Avoiding the culture wars, not the economy

Thomas Prieto

Thomas Prieto

Originally, I had planned to write a rather incendiary article called “The Bridge to Nowhere,” criticizing Sarah Palin’s fib about telling Congress “thanks, but no thanks on that bridge to nowhere” and McCain’s recent misleading ads, but then I had an idea. This is exactly what they want us to do.

The McCain campaign has ingeniously revived the “Culture Wars,” a war they know they can win. The Republican Party has used the “Culture Wars” to help them win elections from Richard Nixon to Ronald Reagan to George W. Bush. They have skillfully manipulated the Obama campaign and the media to stop focusing on important issues like the economy, and instead focus on childish disputes like the “lipstick on a pig” controversy.

This tactic has worked incredibly well for the McCain campaign. McCain has seen a large spike in the polls and, according to realclearpolitics.com, has decreased Obama’s favorability ratings. Even better yet, the McCain campaign has thrown Barack Obama off-balance. Instead of tackling today’s pressing economic issues, the Obama campaign has been forced to spend its time trying to deflect McCain’s attacks.

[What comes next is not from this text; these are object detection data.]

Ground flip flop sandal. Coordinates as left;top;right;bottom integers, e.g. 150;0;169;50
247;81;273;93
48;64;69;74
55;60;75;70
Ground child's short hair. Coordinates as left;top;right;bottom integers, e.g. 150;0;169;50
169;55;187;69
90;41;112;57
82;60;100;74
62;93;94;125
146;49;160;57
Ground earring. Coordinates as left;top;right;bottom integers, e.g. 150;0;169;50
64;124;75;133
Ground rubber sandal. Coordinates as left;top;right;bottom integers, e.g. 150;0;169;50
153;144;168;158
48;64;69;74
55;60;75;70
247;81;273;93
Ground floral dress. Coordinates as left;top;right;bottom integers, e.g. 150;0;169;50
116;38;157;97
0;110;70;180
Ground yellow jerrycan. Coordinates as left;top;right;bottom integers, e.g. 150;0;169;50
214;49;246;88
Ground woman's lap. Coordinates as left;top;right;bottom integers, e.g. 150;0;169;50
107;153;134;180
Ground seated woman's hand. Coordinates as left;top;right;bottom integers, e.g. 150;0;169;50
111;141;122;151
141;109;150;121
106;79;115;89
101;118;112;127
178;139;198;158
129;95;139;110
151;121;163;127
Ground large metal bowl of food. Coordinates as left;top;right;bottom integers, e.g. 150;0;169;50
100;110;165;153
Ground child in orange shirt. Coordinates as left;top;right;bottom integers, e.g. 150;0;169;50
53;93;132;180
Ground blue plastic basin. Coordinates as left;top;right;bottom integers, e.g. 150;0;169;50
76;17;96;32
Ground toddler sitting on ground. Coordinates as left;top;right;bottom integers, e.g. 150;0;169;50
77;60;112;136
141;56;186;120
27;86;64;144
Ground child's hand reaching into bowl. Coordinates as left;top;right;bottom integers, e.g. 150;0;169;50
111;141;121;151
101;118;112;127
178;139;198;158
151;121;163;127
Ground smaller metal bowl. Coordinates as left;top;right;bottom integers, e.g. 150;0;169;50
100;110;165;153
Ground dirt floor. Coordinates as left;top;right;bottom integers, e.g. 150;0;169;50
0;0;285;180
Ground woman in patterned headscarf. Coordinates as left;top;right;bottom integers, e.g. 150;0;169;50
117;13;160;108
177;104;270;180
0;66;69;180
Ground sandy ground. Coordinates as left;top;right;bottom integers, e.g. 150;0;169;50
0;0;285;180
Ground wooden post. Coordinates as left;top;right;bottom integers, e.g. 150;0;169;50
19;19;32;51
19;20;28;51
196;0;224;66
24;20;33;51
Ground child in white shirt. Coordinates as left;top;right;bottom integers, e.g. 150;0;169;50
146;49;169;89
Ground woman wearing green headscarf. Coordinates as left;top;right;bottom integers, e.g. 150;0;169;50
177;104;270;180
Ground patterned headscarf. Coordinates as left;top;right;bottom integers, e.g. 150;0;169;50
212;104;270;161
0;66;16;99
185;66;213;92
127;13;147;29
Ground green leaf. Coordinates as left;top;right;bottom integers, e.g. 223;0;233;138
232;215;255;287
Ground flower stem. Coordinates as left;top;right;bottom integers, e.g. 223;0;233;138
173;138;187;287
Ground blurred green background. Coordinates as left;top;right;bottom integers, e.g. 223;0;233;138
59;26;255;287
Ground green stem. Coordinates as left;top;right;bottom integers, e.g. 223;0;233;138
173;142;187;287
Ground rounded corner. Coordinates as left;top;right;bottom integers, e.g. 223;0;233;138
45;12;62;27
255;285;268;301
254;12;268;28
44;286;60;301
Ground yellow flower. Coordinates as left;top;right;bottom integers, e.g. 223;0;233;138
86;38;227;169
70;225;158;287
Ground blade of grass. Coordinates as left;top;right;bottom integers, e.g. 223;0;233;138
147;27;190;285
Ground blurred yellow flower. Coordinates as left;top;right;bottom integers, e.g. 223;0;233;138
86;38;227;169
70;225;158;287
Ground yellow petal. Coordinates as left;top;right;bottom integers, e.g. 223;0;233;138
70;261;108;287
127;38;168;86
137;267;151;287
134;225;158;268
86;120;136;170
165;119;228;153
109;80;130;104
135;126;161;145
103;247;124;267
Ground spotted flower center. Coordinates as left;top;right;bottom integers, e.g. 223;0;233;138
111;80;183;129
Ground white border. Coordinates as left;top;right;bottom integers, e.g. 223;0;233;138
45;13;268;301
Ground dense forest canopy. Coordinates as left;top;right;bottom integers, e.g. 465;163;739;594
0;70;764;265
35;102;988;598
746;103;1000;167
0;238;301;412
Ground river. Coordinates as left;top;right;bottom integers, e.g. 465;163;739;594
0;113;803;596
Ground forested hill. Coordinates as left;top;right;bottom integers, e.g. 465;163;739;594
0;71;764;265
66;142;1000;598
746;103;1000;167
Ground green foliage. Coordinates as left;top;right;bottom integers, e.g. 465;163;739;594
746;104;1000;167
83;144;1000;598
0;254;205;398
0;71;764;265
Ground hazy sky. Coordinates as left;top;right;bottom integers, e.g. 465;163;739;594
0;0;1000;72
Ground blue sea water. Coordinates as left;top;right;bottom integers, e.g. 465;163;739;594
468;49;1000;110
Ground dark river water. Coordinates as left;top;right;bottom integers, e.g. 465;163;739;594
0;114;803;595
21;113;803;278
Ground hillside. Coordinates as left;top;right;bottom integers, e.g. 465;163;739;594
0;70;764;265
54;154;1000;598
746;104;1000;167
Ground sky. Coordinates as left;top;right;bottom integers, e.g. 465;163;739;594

Sen. Obama has a large advantage over McCain in the economic debate, due to the fact that he is simply not a Republican. Whether correctly or incorrectly, the loosening of regulations that has characterized Republican economics for decades has been blamed for many of our current economic woes. John McCain also suffers from the fact that he has made numerous gaffes in regards to the economy, from the “I don’t know much about economics” gaffe to the “America’s economy is fundamentally sound” gaffe. Also, who could forget his ex-chief economist’s gaffe that we are a “nation of whiners?”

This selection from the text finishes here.